Sur la question de la formation, le Commandant de la Force de la MONUSCO a reconnu qu’il s’agit d’un processus continu qui doit tenir compte de l’environnement de déploiement, d’où l’importance, selon lui, de mettre l’accent sur la formation au sein même de la Mission.  Il a salué la décision de déployer une équipe d’experts dans la jungle en territoire Beni, notant que cet environnement exige une expertise particulière.  Il a aussi fait savoir que la performance des contingents fait l’objet d’une évaluation régulière et que les contingents rencontrant des problèmes majeurs ont été dument notifiés.  Des exercices de simulation sont régulièrement organisés au Siège ainsi que sur le terrain, de même que l’analyse des mécanismes de sécurité à l’intention des experts.  Les dispositifs de commandement ont été renforcés grâce à des visites régulières sur le terrain, le mécanisme de notification a été amélioré et des mesures d’évaluation des risques aériens ont été mises en œuvre.  Il en va de même pour ce qui est de la participation des femmes, a assuré le général de corps d’armée Filho.

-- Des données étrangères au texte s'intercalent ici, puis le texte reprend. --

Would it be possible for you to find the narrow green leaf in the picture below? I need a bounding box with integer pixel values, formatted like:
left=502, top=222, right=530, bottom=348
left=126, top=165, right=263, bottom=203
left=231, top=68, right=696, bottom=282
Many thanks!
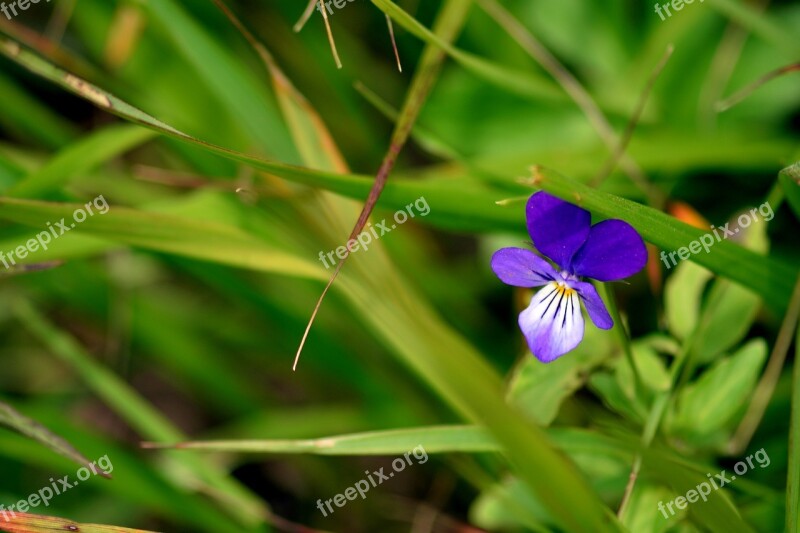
left=7, top=124, right=156, bottom=198
left=533, top=167, right=798, bottom=312
left=0, top=194, right=326, bottom=279
left=778, top=162, right=800, bottom=220
left=667, top=339, right=767, bottom=437
left=508, top=326, right=613, bottom=426
left=147, top=426, right=500, bottom=456
left=13, top=300, right=268, bottom=531
left=786, top=323, right=800, bottom=531
left=664, top=261, right=713, bottom=339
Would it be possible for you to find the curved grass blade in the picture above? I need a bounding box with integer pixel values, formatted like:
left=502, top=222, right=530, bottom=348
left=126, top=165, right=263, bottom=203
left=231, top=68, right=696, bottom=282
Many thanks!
left=292, top=0, right=470, bottom=370
left=0, top=511, right=160, bottom=533
left=0, top=402, right=104, bottom=478
left=12, top=300, right=269, bottom=531
left=0, top=197, right=326, bottom=279
left=7, top=124, right=156, bottom=198
left=531, top=167, right=798, bottom=312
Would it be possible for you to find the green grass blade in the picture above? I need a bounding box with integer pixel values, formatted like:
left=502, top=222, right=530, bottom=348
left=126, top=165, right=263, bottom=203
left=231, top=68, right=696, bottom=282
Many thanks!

  1. BJÖRN HOLMBERG, Directeur de Challenges Forum International Secretariat, a expliqué que Challenges Forum est un partenariat de 49 départements et organisations civils, de police et militaires du monde entier, et que sept des 15 membres du Conseil en font également partie.  Depuis plus de 20 ans, le Forum s’est efforcé de « construire des ponts, générer des idées novatrices et promouvoir des résultats pour des opérations de paix plus efficaces ».

À cet égard, M. Holmberg a formulé quatre recommandations à l’intention du Secrétariat de l’ONU, en coopération avec les États Membres et les missions:  développer, à des fins de formation, des archives électroniques interactives des scénarios complexes auxquels les soldats de la paix ont été confrontés sur le terrain; identifier des exemples et des études de cas où les performances des soldats de la paix ont été exceptionnelles; utiliser l’Initiative Elsie pour la participation des femmes aux opérations de paix; communiquer clairement sur les lacunes et les besoins en matière de formation, y compris avec des enquêtes en ligne.

S’agissant du leadership en matière de maintien de la paix, Challenges Forum propose de mettre l’accent sur l’apprentissage en équipe, tout en appliquant des instruments de gestion et des approches modernes.  Dans cet esprit, le système d’examen d’ensemble des résultats du Département des opérations de maintien de la paix est un pas dans la bonne direction.  Ensuite, a recommandé M. Holmberg, il faut une formation fondée sur des mises en situation pour renforcer la cohésion des équipes dirigeantes intermédiaires et supérieures.  Enfin, il serait bon de renforcer l’initiative visant à fournir « des mentors » aux femmes et aux hommes qui sont à la tête des missions.

Du 9 au 11 juin prochain, le Gouvernement du Canada accueillera le Forum annuel du groupe, qui poursuivra sa réflexion sur la primauté du politique, la consolidation de la paix dans les opérations de paix et les transitions efficaces, le but étant de traduire concrètement les engagements de l’Action pour le maintien de la paix sur le terrain.